Moreover, the sourcing is worth noting. It was Iranian officials that gave these accounts. Tehran has every incentive to project an acquiescence it has not yet secured. Oman’s participation would not make a fee regime legal, but it would make it considerably harder to characterize as a simple seizure of an international waterway by one party acting alone..
Yet the fact that Oman has not denied these reports or clarified its position publicly does not necessarily mean that it is colluding with Iran to exploit the new conditions the war has created. Its ports are seeing increased traffic, owing to the fact that most of its coastline sits outside of the Strait of Hormuz. As a result of this and higher oil prices, which have bolstered its financial position, Oman’s economy is outperforming its neighbours. The International Monetary Fund predicts 3.5% growth in 2026. A naked pursuit of profit is therefore not only unnecessary, but would contradict the Sultanate's diplomatic heritage.
The silence then is better understood as a recognition of the new reality that Iran will press its newfound advantage over the world's most important chokepoint. With its economy devastated by war and sanctions, Iran cannot ignore the leverage it derives from controlling the world's most important energy chokepoint.
Iran knows it needs Oman’s cooperation to give any fee arrangement credibility. Oman knows it can de-escalate by making sure those fees never harden into an arrangement that is permanent or that looks like a toll. Caught between these two competing positions, silence begins to look like the most rational response.
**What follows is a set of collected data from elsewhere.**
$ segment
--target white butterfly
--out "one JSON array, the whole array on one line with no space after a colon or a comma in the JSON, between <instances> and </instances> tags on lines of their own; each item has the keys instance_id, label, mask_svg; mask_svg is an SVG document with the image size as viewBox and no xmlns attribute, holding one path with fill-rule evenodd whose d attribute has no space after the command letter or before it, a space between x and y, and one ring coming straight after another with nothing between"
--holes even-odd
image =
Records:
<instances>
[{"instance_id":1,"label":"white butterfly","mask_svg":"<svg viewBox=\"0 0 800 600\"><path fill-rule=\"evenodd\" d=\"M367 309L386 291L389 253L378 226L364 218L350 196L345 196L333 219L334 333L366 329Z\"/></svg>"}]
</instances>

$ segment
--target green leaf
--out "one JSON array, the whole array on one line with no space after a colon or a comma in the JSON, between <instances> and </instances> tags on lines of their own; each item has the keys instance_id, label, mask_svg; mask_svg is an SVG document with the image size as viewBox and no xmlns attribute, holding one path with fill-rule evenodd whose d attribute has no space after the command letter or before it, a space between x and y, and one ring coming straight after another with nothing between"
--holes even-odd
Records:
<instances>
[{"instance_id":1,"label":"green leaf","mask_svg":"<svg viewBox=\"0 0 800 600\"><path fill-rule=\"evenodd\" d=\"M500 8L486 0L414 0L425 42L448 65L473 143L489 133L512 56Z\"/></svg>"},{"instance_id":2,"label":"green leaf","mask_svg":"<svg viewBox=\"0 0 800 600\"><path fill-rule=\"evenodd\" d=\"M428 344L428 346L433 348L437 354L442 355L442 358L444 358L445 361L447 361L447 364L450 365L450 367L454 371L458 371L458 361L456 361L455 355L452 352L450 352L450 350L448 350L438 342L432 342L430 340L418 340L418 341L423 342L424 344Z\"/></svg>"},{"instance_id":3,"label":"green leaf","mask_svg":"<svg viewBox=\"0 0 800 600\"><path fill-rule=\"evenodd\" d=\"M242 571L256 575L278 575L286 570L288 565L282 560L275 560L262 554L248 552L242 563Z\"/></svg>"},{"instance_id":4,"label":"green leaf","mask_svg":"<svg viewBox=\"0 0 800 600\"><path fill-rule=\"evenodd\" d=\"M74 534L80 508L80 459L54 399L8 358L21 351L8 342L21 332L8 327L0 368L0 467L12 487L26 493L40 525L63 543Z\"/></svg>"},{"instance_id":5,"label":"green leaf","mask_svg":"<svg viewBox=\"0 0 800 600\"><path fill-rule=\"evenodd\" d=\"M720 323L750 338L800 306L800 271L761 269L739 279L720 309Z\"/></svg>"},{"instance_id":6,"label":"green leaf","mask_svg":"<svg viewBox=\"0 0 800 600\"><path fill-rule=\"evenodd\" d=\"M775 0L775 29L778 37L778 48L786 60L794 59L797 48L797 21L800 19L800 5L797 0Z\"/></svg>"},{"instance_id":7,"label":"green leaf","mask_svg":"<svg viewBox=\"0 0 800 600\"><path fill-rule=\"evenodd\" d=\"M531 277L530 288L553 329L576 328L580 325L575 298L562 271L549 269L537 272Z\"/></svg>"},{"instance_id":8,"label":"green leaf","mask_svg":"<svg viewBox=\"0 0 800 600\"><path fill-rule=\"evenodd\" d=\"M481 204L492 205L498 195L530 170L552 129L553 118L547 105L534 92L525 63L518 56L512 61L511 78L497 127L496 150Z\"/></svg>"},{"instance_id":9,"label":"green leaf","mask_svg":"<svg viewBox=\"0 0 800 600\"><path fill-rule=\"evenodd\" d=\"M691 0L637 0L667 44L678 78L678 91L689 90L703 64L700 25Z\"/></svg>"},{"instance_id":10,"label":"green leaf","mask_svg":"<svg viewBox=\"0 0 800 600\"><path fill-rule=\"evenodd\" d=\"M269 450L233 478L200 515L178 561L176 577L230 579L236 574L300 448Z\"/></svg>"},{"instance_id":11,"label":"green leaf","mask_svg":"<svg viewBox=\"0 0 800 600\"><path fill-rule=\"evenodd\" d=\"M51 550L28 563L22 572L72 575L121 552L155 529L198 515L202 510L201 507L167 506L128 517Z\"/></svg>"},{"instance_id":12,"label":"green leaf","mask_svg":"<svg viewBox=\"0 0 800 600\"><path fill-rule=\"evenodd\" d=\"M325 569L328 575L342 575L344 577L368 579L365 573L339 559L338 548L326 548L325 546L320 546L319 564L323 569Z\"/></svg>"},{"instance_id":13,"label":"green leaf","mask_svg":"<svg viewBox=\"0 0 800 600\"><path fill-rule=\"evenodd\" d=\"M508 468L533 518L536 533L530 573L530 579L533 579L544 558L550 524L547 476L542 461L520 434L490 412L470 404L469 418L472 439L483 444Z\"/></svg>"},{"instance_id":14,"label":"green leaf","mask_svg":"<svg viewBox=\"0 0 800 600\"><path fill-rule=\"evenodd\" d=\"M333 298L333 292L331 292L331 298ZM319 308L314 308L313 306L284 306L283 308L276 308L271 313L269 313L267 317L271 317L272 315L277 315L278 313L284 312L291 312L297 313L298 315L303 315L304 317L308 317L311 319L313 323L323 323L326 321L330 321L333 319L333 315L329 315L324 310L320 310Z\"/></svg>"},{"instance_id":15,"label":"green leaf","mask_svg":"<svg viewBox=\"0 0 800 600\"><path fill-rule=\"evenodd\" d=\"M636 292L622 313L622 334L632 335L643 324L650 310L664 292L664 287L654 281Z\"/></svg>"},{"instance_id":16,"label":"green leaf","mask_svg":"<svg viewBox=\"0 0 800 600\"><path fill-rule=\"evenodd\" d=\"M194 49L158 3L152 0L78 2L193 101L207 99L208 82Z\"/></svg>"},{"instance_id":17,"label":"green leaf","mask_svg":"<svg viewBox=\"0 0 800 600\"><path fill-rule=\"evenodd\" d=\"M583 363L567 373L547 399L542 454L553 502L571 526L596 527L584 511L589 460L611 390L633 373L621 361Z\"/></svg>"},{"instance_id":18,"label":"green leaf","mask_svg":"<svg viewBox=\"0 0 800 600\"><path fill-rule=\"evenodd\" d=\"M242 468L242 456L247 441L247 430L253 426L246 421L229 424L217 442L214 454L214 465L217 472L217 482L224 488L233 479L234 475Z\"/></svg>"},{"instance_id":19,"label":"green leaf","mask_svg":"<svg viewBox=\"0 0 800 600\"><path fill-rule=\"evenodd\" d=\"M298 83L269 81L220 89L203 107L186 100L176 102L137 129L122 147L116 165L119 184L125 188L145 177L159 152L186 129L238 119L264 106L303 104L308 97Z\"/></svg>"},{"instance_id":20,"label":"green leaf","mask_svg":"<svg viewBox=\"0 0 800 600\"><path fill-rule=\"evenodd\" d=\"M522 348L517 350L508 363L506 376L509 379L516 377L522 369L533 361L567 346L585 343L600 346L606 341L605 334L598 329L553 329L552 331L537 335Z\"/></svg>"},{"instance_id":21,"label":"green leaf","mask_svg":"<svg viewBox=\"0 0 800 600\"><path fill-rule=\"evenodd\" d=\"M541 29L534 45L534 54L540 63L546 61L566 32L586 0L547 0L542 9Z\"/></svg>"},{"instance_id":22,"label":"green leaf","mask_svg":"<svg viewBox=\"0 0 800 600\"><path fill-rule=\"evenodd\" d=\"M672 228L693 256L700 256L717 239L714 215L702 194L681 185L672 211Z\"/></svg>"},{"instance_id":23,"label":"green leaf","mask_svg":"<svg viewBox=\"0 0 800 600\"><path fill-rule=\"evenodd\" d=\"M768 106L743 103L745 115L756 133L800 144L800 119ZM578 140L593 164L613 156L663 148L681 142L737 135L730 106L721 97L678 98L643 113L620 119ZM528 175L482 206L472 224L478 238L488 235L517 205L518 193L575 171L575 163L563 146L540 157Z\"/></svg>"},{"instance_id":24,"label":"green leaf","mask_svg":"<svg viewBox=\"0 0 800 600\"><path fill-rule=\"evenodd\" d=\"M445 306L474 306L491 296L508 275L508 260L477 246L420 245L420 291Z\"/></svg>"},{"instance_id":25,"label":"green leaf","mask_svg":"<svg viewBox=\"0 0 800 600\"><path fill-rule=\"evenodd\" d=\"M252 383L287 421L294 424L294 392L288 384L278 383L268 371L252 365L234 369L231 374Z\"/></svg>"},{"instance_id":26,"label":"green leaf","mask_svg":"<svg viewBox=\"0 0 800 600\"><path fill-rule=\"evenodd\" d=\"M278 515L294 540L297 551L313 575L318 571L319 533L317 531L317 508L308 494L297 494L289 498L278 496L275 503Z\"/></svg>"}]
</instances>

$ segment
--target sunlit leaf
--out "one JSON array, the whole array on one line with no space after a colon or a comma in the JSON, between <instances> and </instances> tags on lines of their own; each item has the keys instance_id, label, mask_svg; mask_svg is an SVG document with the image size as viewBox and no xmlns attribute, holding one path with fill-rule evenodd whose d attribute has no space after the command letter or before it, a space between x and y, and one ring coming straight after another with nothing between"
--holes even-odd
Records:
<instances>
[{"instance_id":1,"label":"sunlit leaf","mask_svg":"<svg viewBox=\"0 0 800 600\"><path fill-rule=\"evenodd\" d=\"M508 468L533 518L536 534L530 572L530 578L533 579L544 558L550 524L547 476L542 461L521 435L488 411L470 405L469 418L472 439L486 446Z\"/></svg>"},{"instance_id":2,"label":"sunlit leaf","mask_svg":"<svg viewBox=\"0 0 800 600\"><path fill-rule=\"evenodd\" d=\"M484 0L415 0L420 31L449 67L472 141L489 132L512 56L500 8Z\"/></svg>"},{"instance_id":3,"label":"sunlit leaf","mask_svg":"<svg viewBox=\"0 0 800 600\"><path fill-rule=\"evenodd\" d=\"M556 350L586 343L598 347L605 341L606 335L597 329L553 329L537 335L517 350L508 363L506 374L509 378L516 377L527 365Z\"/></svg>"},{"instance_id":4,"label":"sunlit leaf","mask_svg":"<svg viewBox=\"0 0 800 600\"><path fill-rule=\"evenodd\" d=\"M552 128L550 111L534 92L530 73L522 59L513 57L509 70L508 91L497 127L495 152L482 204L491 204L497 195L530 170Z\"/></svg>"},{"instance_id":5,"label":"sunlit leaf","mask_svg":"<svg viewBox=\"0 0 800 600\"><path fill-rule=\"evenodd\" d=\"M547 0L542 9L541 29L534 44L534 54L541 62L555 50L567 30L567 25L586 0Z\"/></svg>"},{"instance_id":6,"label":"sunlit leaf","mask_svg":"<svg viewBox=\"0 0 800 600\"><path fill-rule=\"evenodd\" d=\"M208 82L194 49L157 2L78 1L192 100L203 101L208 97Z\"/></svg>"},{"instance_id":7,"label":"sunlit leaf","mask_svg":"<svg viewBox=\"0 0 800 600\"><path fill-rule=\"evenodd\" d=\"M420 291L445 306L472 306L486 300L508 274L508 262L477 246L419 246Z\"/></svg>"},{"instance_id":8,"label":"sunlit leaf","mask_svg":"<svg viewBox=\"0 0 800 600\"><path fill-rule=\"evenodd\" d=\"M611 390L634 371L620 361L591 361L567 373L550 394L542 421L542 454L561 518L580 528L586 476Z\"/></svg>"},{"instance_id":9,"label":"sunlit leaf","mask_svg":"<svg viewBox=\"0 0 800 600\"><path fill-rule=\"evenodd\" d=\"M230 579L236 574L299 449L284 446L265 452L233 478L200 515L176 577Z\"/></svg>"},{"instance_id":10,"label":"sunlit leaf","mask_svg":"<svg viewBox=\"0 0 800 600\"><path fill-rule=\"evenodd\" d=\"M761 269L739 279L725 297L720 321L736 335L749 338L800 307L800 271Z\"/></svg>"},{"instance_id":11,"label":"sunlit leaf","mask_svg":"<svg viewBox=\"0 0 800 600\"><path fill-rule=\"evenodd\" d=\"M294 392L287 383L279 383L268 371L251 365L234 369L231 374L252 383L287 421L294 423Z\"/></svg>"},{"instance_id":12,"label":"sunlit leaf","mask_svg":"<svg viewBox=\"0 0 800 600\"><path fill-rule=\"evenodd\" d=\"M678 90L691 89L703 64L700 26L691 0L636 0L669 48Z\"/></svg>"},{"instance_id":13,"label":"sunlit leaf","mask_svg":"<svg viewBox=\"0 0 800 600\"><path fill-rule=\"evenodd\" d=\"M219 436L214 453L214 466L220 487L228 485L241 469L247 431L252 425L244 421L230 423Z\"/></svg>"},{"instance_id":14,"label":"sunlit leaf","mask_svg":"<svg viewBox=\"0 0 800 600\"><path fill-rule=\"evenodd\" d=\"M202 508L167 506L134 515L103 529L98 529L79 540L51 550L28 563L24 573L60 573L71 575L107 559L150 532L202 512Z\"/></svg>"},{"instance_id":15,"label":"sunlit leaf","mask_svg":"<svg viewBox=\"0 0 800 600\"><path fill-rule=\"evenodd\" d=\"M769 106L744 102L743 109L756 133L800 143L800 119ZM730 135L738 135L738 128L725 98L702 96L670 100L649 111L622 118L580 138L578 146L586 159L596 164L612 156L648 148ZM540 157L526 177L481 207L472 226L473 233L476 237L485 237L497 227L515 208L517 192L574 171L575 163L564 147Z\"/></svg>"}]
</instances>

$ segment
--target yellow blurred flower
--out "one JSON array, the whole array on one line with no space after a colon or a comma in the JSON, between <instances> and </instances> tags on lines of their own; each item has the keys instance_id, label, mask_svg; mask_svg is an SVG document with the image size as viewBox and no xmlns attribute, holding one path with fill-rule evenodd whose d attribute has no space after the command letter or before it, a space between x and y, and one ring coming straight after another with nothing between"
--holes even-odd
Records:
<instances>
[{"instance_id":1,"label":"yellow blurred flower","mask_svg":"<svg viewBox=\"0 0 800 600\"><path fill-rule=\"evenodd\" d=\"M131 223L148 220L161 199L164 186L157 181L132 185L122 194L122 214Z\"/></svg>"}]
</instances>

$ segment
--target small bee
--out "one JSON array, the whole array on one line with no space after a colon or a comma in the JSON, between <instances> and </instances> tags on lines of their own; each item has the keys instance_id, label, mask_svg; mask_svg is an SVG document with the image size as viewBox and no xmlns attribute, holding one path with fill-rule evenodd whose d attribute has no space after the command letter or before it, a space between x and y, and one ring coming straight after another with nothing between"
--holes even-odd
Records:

Muscat is not alone in trying to find a win-win. Qatar’s Deputy Prime Minister, speaking from Singapore on Saturday, stated that Doha opposes permanent fees, since “charging fees will always impact the consumer,” but added that a temporary levy (for mine-clearing or other services rendered) was “negotiable.” This follows the logic of Iran’s current proposal: not fees for passage, which are prohibited by international law, but fees for services provided, which are permitted — provided the fees are genuine and not tolls in disguise.
The picture that emerges is of Oman and Qatar trying to find a formula that gives Iran enough to claim victory, gives the U.S. enough to avoid acknowledging that any of its red lines were crossed, and gives the global economy and shipping industry enough confidence to believe the strait is reopened. Against that backdrop, Oman’s studied ambiguity reads less like evasion and more like the neutral posture it has refined over decades, one that is designed to to keep all sides at the table.
The Trump administration is reading Oman’s posture as sympathy for Iran, but this is a fundamental misunderstanding of how the sultanate has always operated. Its record speaks for itself: its back-channels helped produce the 2015 nuclear deal, it brokered the face-saving ceasefire between the Trump administration and Yemen’s Houthi’s last year, and it played a crucial role throughout the years securing the release of American hostages and prisoners in Iran and Yemen.
By threatening to bomb and sanction one of the few U.S. collaborators Iran genuinely trusts, Washington risks eliminating a partner whose help it will need to close whatever deal eventually ends this war.